Le gouvernement vient de présenter en Conseil des ministres le projet de loi “pouvoir d’achat”. Son article 12 prévoit une série d’inquiétantes dérogations, introduites dans l’objectif de permettre l’installation accélérée d’un nouveau terminal méthanier flottant au Havre par Total.

Et ce en balayant les procédures légales d’évaluation des impacts environnementaux. Les Amis de la Terre France alertent sur les dangers de cette discrète manœuvre, qui instrumentalise la crise énergétique et l’enjeu du pouvoir d’achat au profit de l’industrie fossile. Ils demandent la suppression totale de l’article 12 et la mise en place d’un véritable plan pour l’efficacité énergétique et le développement des énergies renouvelables.

⚠️ Mise à jour au 08/07/22: le texte du projet de loi « pouvoir d’achat » a légèrement été modifié dans sa version présentée en Conseil des ministres.
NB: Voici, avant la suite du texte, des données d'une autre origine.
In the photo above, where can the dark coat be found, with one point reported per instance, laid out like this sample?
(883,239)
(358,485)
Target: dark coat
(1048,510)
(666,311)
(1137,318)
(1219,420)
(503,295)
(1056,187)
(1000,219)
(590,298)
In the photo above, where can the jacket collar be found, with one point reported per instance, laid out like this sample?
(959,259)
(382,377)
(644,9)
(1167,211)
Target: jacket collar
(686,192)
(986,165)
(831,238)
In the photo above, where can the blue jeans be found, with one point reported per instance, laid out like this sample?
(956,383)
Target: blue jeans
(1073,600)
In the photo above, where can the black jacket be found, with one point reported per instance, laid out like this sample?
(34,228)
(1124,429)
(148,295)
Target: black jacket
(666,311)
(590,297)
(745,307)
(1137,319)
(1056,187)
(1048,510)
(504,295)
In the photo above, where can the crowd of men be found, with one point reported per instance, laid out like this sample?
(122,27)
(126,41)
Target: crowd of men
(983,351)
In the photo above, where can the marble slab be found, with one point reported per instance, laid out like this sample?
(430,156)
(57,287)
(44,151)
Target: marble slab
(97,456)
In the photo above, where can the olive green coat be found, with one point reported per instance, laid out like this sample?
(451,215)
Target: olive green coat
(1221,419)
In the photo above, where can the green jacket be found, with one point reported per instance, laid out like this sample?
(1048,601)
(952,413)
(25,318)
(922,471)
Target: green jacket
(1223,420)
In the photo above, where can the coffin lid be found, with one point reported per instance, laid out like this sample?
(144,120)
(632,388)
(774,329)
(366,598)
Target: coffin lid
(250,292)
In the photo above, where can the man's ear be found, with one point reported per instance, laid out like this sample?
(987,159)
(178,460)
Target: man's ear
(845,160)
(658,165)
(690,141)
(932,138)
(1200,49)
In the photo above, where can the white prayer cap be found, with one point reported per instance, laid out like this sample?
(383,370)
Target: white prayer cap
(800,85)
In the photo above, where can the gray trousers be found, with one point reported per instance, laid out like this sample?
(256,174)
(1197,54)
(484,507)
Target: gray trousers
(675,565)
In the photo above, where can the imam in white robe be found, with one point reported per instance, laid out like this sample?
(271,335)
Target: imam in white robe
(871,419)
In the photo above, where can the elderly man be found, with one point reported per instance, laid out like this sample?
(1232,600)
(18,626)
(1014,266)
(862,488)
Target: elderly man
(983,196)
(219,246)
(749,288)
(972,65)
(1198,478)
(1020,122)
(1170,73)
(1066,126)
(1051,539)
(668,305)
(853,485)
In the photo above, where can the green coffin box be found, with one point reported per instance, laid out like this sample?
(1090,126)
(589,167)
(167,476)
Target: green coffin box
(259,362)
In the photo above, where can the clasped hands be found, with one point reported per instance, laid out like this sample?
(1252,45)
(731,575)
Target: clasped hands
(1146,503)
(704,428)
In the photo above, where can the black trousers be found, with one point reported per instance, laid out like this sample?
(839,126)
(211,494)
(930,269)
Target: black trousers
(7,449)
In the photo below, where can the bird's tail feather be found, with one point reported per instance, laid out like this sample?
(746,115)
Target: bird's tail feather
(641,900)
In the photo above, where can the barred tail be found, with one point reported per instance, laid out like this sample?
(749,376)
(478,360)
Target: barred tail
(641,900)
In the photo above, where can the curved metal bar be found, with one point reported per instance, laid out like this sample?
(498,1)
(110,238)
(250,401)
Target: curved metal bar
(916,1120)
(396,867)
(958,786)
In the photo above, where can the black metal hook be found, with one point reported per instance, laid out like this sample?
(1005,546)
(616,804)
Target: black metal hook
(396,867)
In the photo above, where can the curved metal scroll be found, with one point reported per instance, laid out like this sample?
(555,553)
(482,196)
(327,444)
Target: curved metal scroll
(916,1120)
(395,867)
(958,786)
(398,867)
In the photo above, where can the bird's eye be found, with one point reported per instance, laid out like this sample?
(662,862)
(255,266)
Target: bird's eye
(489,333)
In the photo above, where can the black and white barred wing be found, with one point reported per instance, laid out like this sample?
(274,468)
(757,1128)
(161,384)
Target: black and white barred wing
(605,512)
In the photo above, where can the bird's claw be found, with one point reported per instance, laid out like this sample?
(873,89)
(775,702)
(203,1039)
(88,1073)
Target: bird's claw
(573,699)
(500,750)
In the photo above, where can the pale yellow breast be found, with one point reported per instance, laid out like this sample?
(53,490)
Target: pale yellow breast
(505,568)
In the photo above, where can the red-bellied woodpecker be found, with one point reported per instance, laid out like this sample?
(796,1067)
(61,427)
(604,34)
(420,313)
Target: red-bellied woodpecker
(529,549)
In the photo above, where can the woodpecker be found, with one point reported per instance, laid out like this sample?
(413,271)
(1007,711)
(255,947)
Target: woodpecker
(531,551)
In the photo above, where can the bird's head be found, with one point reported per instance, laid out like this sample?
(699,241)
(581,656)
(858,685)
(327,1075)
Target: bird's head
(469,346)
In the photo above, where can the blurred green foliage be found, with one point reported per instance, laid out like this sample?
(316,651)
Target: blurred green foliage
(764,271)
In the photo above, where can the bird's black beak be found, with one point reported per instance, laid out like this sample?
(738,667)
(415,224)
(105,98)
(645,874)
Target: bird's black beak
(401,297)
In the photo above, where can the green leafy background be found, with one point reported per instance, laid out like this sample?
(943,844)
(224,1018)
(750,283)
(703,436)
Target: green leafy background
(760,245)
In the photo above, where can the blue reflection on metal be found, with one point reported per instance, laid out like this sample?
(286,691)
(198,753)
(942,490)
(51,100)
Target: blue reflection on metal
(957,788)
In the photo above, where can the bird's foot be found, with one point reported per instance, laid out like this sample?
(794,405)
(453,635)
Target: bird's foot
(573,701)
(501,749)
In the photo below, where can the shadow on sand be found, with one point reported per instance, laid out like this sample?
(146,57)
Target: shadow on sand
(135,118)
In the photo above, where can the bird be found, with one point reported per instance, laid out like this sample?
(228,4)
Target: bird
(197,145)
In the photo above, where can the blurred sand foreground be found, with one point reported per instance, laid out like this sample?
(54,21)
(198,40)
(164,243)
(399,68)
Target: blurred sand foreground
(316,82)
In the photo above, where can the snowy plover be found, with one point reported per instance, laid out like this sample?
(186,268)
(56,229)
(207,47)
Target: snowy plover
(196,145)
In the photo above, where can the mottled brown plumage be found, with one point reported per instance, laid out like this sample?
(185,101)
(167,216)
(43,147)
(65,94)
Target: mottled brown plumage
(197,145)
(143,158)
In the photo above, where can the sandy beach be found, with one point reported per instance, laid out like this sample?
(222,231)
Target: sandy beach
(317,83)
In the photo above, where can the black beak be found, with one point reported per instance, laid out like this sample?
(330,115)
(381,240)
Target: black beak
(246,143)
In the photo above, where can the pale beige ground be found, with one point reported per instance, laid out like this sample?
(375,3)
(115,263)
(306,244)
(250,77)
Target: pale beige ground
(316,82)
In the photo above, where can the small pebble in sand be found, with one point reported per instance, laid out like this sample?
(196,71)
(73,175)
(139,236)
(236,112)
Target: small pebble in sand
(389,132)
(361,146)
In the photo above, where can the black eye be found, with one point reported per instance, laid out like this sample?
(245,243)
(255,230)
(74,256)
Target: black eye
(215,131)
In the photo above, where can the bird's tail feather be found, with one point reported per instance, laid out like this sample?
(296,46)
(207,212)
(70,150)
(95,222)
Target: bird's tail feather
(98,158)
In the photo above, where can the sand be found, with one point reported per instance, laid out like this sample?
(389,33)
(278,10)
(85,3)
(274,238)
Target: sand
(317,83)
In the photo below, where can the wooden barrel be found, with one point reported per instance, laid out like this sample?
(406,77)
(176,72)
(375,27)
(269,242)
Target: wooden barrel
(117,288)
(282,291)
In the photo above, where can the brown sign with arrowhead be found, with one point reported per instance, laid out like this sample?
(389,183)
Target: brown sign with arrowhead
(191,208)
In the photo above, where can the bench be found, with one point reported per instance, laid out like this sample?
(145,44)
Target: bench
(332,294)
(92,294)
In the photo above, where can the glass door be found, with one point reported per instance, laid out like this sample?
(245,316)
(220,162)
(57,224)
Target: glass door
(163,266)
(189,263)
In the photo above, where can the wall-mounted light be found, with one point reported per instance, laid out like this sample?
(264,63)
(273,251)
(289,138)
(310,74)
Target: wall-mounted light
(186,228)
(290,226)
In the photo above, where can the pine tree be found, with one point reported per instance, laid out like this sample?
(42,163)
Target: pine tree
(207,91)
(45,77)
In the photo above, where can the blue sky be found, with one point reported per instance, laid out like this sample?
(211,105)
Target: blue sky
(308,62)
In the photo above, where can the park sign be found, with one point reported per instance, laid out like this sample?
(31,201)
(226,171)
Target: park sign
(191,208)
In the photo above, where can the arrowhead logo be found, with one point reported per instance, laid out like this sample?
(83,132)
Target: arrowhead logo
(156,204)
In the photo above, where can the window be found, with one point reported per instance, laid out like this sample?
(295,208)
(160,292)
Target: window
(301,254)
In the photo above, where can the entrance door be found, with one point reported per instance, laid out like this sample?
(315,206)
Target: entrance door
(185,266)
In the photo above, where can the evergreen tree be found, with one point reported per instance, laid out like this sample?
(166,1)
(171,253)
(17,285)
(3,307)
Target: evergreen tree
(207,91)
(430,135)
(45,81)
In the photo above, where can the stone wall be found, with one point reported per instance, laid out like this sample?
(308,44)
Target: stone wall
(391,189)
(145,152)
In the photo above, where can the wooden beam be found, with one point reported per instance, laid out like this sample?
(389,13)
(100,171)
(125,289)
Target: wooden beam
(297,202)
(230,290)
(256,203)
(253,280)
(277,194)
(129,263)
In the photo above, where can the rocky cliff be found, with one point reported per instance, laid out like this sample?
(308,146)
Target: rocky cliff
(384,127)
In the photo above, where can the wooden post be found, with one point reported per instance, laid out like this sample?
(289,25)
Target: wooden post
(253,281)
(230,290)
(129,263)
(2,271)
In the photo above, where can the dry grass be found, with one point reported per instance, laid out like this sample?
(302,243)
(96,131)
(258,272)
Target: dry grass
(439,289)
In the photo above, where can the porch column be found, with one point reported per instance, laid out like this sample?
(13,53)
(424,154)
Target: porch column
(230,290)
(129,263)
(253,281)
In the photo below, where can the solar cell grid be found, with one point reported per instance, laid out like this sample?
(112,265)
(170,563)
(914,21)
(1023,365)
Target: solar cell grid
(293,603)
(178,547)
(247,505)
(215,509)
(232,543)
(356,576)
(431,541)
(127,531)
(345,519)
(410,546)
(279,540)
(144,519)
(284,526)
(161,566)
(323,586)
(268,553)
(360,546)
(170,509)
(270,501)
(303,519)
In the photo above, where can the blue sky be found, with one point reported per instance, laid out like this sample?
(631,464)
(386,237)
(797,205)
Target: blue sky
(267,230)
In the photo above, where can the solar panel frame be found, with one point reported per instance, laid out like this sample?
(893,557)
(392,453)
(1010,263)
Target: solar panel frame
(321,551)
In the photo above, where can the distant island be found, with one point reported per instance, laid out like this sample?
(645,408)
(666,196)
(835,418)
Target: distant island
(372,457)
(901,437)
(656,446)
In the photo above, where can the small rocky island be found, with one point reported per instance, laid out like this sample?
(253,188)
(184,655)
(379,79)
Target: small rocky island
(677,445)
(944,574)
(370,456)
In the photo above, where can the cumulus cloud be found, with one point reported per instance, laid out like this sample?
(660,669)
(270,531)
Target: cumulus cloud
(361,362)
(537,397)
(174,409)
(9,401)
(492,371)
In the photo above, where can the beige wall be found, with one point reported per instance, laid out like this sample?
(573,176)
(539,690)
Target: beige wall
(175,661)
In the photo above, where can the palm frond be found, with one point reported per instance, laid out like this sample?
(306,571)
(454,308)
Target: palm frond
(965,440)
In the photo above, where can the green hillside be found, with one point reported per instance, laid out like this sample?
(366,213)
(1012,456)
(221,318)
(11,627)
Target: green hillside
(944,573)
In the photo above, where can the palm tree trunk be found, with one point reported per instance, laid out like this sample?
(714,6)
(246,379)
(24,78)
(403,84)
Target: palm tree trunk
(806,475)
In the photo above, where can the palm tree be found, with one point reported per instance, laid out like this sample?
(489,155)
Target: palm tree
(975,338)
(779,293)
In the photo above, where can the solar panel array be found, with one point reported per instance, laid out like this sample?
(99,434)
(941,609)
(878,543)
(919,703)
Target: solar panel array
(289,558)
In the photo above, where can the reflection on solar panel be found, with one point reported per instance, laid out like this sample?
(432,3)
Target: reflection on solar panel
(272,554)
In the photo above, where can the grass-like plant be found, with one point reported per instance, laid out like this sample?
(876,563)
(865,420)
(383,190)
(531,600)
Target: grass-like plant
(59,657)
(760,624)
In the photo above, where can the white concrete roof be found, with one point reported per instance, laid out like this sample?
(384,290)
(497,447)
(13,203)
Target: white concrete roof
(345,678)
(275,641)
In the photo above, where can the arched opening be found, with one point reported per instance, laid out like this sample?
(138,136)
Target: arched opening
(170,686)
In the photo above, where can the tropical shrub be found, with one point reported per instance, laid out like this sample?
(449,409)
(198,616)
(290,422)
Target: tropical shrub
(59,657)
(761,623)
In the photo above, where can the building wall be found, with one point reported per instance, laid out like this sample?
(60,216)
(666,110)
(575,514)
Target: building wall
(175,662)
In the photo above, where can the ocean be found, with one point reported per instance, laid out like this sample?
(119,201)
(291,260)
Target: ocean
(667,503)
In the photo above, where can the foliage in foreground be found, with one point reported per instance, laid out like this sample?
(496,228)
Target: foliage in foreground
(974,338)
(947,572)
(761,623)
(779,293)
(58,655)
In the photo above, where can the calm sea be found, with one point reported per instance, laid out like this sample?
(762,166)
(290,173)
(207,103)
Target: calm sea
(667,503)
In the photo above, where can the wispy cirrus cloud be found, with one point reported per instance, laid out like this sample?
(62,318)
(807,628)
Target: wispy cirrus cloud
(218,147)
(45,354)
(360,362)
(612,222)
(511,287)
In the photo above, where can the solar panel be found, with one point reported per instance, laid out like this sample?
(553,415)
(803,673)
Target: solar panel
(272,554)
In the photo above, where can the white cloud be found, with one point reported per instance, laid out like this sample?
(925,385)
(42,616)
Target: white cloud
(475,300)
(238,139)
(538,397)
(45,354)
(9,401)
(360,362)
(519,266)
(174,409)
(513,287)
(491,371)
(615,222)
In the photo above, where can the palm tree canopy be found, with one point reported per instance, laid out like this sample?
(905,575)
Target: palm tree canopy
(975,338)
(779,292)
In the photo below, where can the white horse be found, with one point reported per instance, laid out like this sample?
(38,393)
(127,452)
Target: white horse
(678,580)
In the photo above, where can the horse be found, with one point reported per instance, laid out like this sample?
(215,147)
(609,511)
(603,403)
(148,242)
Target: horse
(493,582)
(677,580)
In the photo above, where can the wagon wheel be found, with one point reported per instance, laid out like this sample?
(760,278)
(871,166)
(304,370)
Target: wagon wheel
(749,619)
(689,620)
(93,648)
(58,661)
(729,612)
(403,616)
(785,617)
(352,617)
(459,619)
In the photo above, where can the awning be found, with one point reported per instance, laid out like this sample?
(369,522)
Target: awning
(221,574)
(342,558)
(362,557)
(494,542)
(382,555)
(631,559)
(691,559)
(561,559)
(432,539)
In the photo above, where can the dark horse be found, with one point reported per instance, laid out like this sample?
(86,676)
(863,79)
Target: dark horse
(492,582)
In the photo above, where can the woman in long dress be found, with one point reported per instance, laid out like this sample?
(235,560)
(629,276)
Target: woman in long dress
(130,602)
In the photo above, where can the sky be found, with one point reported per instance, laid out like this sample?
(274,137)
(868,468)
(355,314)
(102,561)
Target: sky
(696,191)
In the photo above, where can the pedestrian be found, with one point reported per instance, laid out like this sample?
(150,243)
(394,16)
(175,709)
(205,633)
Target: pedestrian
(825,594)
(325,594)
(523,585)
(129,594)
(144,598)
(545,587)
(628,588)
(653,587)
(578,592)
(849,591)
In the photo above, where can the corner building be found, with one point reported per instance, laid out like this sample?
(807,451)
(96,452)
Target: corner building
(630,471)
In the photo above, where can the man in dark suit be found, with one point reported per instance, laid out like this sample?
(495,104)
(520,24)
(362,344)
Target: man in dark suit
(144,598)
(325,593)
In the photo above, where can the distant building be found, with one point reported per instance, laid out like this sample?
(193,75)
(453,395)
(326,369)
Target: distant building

Le numéro des articles changent, mais les risques demeurent les mêmes : nous demandons la suppression des articles 13 et 14.

Elisabeth Borne et Agnès Pannier-Runacher l’avaient annoncé le 23 juin dernier : le gouvernement souhaite l’installation d’ici septembre 2023 d’un nouveau terminal flottant d’importation de gaz liquide (GNL) au Havre 1. Pour tenir ces délais, la première ministre compte sur un plan de “simplification des procédures” inscrit au projet de loi “pouvoir d’achat”. Mais cet article 12 permet en réalité à Total – propriétaire et opérateur du terminal – et à Engie – notamment en charge de la construction du gazoduc raccordant le terminal au réseau gazier existant – de ne pas s’encombrer de consultations publiques ou d’études d’impacts.  

Lorette Philippot

“Ce régime d’exception accordé à Total et institutionnalisant le non-respect de normes évidemment indispensables pour protéger l’environnement et les personnes est scandaleux. « 

Lorette Philippot
Chargée de campagne finance privée aux Amis de la Terre France

Elle poursuit : « On parle ici de développer une nouvelle méga-infrastructure de gaz fossile dans le port du Havre, qui aura non seulement de lourdes implications climatiques 2, mais qui pose également des risques directs pour la sécurité et la santé des travailleurs et des habitants. Rappelons que les terminaux méthaniers et les gazoducs sont régulièrement le théâtre d’accidents graves 3, et exigent à ce titre d’être scrutés de près.” 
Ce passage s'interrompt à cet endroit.